At the same time, it was clear that sustaining further growth would require expanding the upper funnel.
Step 2. Media as a Demand Driver
To understand the real contribution of media to sales, we implemented Campaign Manager.
This allowed us to track the full user journey:
Exposure to video or display ads → return via Search / Shopping / Performance Max → transaction
This enabled us to move beyond click-based metrics and evaluate the true impact of paid media on conversions.

Media Strategy
For Motul, media wasn’t used solely to maximize reach. The goal was to create meaningful interactions with potential buyers and support performance channels.
We used a mix of formats with different levels of engagement:
- YouTube TrueView In-stream — the primary video format for user engagement
- Bumper Ads — short-form videos to increase frequency
- DV360 in-stream video and display banners — maintaining a consistent brand presence across digital channels
This combination allowed us to build brand awareness, reinforce messaging, and bring users back into the performance funnel with higher purchase intent.
Implementation: Two Media Flights
Media activity was structured around two media flights:
- Spring — scaling reach
- Autumn — reinforcing demand with more targeted campaigns

This approach helped avoid ad fatigue and stay active during periods of rising demand.
Spring Flight: Demand Generation
The first launch focused on the upper funnel and delivered strong, consistent growth across key metrics:
- Sales — +50% vs. March
- Impressions — +50%
- Cookie-based reach — +120%
- Video views — +119%
- CPM — -50%

Media campaigns increased brand awareness, while performance campaigns began capturing higher-intent users.
As early as April, transactions reached 516, approximately 50% higher than in March.
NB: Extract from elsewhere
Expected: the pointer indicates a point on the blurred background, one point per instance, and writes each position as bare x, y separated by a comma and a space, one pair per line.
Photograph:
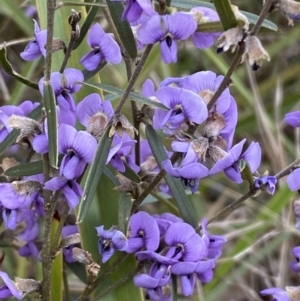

Post-Campaign: A New Demand Level
Importantly, performance remained above baseline even after the campaign ended.
In May, sales remained 47% higher than in March. The uplift plateaued, becoming the new baseline for further growth.
Summer: Scaling Performance
In the following months, performance continued to grow even without active media support:
- June — 741 transactions
- July — 801 transactions
- August — 790 transactions
Overall, the system scaled from around 340 transactions to a stable level of 750-800 per month.

The spring media flight drove this growth by creating new demand that performance campaigns could then convert at scale.
Autumn Flight: Strengthening Demand
We ran the second flight, relying on a stable performance baseline. The goal was to support brand choice and maintain conversion volume.
Campaign results:
- Video impressions — +6%
- Clicks — +40%
- CTR — +30%
- CPM — -14%

By this stage, the audience was already familiar with the brand, which led to stronger engagement with the ads.
Business Results
Aligning performance and media delivered strong, measurable growth across key metrics:
- Transactions — 2× vs. baseline
- Conversion rate — from 1.04% to ~2.0%
- Scalable growth without losing control of CPA
Post-View and Post-Click Impact
Media campaigns rarely drive direct conversions. Their primary role is to introduce the brand and bring users back into performance channels, where conversions happen.
That is why our analysis went beyond clicks to include both post-view and post-click interactions. This allowed us to assess the true impact of media on sales.

Key Takeaway
The Motul case shows that in competitive markets, there is a natural limit to how far performance alone can scale.
Sustainable growth emerges when:
- Media campaigns drive demand
- Performance channels capture and convert it efficiently
- Analytics provides visibility into the full user journey
As a result, Motul moved from siloed campaigns to a unified marketing system that enabled stable e-commerce growth.
We build systems where media creates demand, performance converts it, and analytics shows the real contribution of each channel.